Monitor application health and performance with Consul proxy metrics
Consul helps you securely connect applications running in any environment, at any scale. Consul observability features enhance your service mesh capabilities with enriched metrics, logs, and distributed traces so you can improve performance and debug your distributed services with precision.
Consul proxy metrics give you detailed health and performance information about your service mesh applications. This includes upstream/downstream network traffic metrics, ingress/egress request details, error rates, and additional performance information that you can use to understand your distributed applications. Once you enable proxy metrics in Consul, you do not need to configure or instrument your applications in the service mesh to leverage proxy metrics.
In this tutorial, you will enable proxy metrics for your Consul data plane. You will use Grafana to explore dashboards that provide information regarding health, performance, and operations for your service mesh applications. In the process, you will learn how using these features can provide you with deep insights, reduce operational overhead, and contribute to a more holistic view of your service mesh applications.
Scenario overview
HashiCups is a coffee shop demo application. It has a microservices architecture and uses Consul service mesh to securely connect the services. At the beginning of this tutorial, you will use Terraform to deploy the HashiCups microservices, a self-managed Consul cluster, and an observability suite on Elastic Kubernetes Service (EKS).
The Consul proxy sidecar container can collect Layer 7 (L7) metrics (HTTP status codes, request latency, transaction volume, etc.) for your service mesh applications. Consul can also collect metrics from the Consul management plane and gateways. By configuring the Consul Helm chart, you can configure the proxies to send this data to Prometheus, then visualize them with Grafana.
In this tutorial, you will:
- Deploy the following resources with Terraform:
- Elastic Kubernetes Service (EKS) cluster
- A self-managed Consul datacenter on EKS
- Grafana and Prometheus on EKS
- HashiCups demo application
- Perform the following Consul data plane procedures:
- Review and enable proxy metrics features
- Explore the demo application
- Explore dashboards with Grafana
Prerequisites
The tutorial assumes that you are familiar with Consul and its core functionality. If you are new to Consul, refer to the Consul Getting Started tutorials collection.

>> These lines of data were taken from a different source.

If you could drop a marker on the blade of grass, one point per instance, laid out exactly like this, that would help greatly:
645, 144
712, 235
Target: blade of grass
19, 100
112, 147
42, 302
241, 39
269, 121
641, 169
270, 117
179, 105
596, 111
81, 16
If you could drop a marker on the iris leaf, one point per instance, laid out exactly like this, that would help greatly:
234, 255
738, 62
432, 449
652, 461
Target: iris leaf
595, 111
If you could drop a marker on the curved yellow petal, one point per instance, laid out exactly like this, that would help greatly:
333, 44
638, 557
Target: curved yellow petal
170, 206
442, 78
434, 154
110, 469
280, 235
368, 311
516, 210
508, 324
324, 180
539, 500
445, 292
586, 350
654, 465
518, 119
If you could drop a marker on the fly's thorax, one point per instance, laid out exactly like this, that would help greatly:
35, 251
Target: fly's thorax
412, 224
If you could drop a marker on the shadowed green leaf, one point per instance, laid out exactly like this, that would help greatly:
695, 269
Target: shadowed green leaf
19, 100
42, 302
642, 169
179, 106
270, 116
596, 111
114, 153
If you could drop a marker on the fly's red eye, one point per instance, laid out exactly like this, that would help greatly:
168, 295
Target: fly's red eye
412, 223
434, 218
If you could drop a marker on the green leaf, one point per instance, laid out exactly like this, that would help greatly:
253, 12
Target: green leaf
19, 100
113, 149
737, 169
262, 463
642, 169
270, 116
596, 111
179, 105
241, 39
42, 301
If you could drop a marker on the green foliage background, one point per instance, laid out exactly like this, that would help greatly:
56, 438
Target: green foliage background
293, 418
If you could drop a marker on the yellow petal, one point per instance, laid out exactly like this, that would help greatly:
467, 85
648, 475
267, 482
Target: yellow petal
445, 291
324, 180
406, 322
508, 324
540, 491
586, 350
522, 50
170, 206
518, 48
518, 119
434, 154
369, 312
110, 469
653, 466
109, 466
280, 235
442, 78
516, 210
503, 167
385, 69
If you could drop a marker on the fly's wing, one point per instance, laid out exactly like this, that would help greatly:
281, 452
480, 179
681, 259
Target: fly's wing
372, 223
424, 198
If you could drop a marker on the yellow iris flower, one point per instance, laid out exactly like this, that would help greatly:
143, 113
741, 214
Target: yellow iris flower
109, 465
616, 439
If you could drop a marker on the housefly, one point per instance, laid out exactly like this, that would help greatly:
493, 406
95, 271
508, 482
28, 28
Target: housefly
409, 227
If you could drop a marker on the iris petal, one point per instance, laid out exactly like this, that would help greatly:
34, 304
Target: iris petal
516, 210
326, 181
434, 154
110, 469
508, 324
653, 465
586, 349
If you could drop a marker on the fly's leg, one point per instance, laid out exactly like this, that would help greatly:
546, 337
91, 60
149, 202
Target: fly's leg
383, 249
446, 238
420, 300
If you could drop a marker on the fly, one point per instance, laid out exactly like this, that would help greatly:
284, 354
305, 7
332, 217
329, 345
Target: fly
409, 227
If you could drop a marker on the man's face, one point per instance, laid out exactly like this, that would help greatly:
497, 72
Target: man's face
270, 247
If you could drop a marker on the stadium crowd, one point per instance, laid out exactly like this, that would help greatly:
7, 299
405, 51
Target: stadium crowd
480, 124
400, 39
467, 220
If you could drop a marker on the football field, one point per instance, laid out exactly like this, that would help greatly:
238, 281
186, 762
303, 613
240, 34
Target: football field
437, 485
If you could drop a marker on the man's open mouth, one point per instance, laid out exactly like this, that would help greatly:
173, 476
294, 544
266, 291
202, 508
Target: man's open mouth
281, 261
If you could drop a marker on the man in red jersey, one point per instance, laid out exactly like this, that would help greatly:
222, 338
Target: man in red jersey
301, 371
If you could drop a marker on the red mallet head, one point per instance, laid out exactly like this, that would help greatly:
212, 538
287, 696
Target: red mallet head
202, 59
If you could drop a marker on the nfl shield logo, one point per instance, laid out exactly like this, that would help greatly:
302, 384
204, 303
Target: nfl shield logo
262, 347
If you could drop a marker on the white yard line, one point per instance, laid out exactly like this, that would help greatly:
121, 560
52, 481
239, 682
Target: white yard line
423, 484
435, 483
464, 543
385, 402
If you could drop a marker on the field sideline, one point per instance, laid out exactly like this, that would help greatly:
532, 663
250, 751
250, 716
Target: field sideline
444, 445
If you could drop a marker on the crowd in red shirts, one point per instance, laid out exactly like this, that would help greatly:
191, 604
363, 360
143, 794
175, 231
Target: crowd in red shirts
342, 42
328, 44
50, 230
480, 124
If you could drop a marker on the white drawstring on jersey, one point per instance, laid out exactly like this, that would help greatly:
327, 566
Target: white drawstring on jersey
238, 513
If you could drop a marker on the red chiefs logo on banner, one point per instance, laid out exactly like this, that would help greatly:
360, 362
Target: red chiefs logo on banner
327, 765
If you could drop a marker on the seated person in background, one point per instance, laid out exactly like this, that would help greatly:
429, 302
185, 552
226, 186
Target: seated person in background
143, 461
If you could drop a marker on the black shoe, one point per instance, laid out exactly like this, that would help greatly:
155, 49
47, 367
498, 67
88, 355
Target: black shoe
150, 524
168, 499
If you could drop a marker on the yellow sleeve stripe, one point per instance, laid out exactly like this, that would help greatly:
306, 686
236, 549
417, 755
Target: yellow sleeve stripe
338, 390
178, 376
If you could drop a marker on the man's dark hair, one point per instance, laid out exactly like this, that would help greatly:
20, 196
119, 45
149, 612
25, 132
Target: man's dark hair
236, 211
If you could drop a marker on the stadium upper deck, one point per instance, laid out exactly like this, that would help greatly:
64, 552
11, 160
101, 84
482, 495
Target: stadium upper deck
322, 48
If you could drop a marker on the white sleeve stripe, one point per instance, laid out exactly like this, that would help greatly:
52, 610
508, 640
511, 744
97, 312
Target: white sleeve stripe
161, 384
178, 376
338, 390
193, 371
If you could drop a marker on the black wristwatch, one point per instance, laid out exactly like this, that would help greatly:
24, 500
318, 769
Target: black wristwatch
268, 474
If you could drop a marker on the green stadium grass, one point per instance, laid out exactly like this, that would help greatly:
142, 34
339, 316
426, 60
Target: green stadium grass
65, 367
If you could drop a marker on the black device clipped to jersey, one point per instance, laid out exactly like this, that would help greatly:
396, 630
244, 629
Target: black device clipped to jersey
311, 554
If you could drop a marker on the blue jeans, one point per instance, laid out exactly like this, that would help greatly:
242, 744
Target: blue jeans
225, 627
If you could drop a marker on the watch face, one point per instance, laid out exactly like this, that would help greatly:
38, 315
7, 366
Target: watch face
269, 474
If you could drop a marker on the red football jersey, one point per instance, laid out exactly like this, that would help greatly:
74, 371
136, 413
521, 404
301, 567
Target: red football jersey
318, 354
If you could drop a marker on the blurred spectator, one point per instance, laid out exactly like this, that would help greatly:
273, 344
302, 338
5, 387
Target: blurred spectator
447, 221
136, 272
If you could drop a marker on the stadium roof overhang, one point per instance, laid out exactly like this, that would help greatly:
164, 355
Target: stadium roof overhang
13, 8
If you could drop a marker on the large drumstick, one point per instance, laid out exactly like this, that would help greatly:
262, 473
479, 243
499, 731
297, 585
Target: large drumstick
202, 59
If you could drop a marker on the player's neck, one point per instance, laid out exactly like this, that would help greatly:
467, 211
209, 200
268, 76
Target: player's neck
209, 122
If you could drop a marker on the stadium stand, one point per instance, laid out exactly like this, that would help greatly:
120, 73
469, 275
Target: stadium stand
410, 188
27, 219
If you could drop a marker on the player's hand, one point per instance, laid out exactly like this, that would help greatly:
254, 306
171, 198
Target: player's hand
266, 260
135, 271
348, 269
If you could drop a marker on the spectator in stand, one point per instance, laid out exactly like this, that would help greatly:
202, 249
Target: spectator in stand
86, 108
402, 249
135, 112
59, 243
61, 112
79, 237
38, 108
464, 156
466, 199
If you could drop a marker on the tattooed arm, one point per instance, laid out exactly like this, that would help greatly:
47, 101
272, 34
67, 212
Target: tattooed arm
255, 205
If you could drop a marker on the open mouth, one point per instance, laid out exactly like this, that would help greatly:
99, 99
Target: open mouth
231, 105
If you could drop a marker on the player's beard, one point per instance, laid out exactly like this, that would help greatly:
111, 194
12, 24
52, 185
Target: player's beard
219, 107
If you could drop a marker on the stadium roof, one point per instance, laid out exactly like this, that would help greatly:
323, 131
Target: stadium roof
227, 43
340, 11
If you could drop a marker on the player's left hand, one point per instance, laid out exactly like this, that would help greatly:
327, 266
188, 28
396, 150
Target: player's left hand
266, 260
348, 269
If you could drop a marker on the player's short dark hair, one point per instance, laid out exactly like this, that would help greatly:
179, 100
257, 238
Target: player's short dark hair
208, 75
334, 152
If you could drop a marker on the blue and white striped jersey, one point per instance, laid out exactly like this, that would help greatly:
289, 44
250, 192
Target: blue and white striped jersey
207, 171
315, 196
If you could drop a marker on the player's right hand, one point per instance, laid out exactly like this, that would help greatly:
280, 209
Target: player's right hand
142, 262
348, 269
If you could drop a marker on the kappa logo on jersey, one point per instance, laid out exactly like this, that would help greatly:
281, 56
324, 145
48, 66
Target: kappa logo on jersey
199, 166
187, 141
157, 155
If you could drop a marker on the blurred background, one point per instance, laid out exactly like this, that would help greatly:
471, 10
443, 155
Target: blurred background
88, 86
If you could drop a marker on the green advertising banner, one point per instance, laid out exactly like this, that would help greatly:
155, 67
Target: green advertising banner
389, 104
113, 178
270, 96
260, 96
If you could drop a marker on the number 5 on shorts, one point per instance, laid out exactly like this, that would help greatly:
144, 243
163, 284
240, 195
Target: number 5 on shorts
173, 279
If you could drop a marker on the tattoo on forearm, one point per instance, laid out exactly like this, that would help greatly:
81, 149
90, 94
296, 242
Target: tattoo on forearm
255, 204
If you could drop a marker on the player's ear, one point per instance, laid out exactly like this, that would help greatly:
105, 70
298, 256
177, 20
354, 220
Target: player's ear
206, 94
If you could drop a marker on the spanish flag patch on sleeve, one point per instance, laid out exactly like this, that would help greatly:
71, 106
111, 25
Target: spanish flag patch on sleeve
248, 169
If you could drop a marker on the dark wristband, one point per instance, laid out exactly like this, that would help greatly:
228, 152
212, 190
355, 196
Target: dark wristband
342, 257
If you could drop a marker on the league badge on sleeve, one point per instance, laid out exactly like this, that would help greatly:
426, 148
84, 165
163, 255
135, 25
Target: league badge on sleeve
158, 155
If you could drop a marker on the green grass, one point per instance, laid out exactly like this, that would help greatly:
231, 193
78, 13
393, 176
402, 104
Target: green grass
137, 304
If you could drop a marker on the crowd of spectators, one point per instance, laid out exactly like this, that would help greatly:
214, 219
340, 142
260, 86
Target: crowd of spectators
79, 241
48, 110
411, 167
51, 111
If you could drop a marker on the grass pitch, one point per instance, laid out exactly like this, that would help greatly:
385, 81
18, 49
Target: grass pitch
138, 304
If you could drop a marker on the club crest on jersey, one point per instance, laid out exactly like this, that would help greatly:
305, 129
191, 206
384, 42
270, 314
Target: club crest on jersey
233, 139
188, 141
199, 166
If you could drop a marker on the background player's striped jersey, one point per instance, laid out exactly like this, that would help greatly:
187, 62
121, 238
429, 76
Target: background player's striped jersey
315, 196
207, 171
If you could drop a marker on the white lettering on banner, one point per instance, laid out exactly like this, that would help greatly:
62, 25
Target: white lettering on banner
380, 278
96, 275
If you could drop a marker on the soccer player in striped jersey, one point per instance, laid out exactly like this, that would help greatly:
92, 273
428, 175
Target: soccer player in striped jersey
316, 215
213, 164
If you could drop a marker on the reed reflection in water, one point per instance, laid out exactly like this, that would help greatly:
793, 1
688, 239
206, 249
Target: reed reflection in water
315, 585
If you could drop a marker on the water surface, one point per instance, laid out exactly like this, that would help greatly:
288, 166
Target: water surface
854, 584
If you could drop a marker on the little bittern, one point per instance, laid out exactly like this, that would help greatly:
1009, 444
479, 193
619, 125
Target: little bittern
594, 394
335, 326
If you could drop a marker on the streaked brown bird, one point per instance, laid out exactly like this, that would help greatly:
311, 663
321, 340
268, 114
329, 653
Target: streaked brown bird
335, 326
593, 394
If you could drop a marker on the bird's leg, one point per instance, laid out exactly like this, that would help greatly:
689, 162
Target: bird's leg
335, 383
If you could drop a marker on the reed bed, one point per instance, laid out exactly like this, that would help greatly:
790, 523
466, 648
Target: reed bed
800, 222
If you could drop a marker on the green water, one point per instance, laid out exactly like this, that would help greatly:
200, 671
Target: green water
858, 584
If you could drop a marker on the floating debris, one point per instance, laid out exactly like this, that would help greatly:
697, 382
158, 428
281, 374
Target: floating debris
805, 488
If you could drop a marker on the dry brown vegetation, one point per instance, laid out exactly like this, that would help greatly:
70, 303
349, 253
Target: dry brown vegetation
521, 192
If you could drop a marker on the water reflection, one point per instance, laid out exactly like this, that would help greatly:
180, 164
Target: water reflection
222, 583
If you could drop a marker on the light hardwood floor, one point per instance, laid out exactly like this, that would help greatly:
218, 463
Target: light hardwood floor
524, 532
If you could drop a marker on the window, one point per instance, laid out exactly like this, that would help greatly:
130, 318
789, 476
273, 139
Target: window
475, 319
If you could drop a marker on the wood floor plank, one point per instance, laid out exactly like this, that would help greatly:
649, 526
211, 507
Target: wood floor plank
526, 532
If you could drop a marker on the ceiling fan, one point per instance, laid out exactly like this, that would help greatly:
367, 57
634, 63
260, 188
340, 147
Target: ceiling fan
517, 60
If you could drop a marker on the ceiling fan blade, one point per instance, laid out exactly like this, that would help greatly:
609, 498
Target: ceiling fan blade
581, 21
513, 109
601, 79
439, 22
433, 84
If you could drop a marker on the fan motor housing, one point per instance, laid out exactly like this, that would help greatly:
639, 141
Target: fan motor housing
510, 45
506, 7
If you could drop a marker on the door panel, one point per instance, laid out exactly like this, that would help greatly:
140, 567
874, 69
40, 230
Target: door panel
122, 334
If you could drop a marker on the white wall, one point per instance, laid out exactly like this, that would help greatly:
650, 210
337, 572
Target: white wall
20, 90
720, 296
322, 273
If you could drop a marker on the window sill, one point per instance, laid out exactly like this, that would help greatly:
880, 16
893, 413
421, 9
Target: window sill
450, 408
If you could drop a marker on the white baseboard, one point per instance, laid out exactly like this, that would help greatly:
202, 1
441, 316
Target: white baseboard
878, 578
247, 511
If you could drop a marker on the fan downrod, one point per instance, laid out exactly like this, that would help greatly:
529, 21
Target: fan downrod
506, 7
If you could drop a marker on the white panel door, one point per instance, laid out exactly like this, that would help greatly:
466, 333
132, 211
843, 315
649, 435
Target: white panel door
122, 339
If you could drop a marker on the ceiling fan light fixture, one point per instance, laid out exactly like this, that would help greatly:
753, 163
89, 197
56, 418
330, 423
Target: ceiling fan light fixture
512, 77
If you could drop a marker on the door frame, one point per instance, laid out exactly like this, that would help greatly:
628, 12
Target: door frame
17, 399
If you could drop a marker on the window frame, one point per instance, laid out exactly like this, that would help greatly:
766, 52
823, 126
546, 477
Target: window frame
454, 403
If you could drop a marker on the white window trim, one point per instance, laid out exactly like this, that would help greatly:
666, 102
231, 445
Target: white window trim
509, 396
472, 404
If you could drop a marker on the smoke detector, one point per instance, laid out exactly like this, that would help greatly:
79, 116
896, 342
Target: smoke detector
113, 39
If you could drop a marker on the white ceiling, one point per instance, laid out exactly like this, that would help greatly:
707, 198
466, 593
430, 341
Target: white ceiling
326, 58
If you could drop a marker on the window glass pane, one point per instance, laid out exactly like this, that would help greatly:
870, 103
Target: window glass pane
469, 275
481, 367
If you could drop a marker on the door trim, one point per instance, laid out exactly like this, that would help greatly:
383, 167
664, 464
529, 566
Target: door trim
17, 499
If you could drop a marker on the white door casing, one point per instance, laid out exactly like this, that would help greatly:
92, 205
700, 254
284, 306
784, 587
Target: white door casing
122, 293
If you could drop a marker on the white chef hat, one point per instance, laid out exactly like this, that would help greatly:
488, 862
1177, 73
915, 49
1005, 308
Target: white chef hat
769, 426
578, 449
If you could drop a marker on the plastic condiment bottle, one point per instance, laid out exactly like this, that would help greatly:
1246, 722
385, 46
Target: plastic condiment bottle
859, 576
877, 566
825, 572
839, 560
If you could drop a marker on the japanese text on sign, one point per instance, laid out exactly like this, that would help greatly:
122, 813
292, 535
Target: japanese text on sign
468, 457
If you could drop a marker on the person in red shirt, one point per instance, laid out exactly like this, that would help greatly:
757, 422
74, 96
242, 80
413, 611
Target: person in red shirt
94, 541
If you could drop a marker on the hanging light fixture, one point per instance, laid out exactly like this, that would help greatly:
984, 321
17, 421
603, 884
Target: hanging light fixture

For this tutorial, you will need:
- An AWS account configured for use with Terraform
- (Optional) An HCP account
- aws-cli >= 2.0
- terraform >= 1.0
- consul >= 1.16.0
- consul-k8s >= 1.2.0
- helm >= 3.0
- git >= 2.0
- kubectl > 1.24
Clone GitHub repository
Clone the GitHub repository containing the configuration files and resources.
$ git clone https://github.com/hashicorp-education/learn-consul-proxy-metrics
Change into the directory that contains the complete configuration files for this tutorial.
$ cd learn-consul-proxy-metrics/self-managed/eks
Review repository contents
This repository contains Terraform configuration to spin up the initial infrastructure and all files to deploy Consul, the demo application, and the observability suite resources.
Here, you will find the following Terraform configuration:
aws-vpc.tf
defines the AWS VPC resourceseks-cluster.tf
defines Amazon EKS cluster deployment resourceseks-consul.tf
defines the self-managed Consul deploymenteks-hashicups-with-consul.tf
defines the HashiCups resourceseks-observability.tf
defines the Prometheus and Grafana resourcesoutputs.tf
defines outputs you will use to authenticate and connect to your Kubernetes clusterproviders.tf
defines AWS and Kubernetes provider definitions for Terraformvariables.tf
defines variables you can use to customize the tutorial
Additionally, you will find the following directories and subdirectories:
dashboards
contains the JSON configuration files for the example Grafana dashboardsapi-gw
contains the Kubernetes configuration files for the Consul API gatewayconfig
contains the Kubernetes configuration files for the Consul telemetry collector intentionshashicups
contains the Kubernetes configuration files for HashiCupshelm
contains the Helm charts for Consul, Grafana, and Prometheus
Deploy infrastructure and demo application
With these Terraform configuration files, you are ready to deploy your infrastructure.
Initialize your Terraform configuration to download the necessary providers and modules.
$ terraform init
Initializing the backend...
Initializing provider plugins...
## ...
Terraform has been successfully initialized!
## ...
Then, deploy the resources. Confirm the run by entering yes
.
$ terraform apply
## ...
Do you want to perform these actions?
Terraform will perform the actions described above.
Only 'yes' will be accepted to approve.
Enter a value: yes
## ...
Apply complete! Resources: 97 added, 0 changed, 0 destroyed.
Note
The Terraform deployment could take up to 15 minutes to complete. Feel free to explore the next sections of this tutorial while waiting for the environment to complete initialization.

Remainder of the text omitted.